There was also a nearly 200 per cent year over year increase in the number of active channel partners and new distributors were added, covering or extending coverage in Europe and Asia, Canada and the USA, Australia and New Zealand.

SimpliVity’s headcount reached 750 and new offices have been added in Munich, Seattle, Cork, and Raleigh.

Kempel beams beatifically, as it were, saying: “Demand for SimpliVity hyper-converged infrastructure surged in 2015.”

He needs the momentum of course, and for it to continue, with VMware ramping up VSAN by adding dedupe, compression and erasure coding with v6.2 announced today.

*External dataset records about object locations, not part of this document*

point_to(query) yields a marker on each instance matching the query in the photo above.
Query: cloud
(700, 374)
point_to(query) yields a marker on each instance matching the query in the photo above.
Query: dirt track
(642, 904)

So ten out of ten for confidence, Doron, who claims: “As hyper-convergence enters into the mainstream in 2016, our strong customer base, dedicated partners, and superior technology foundation will perfectly position SimpliVity to dominate the market.”

That means overtaking both Nutanix and VMware’s VSAN, which is a tall order. Trenta Cold** in Starbucks’ cup size terms. Open wide and smell the coffee, HCIA market; tasty drinks are coming your way. ®

* Plus, of course, Infinidat, which we covered here. And also MapR, covered here.

** Trenta Cold is a 30 fluid ounce serving.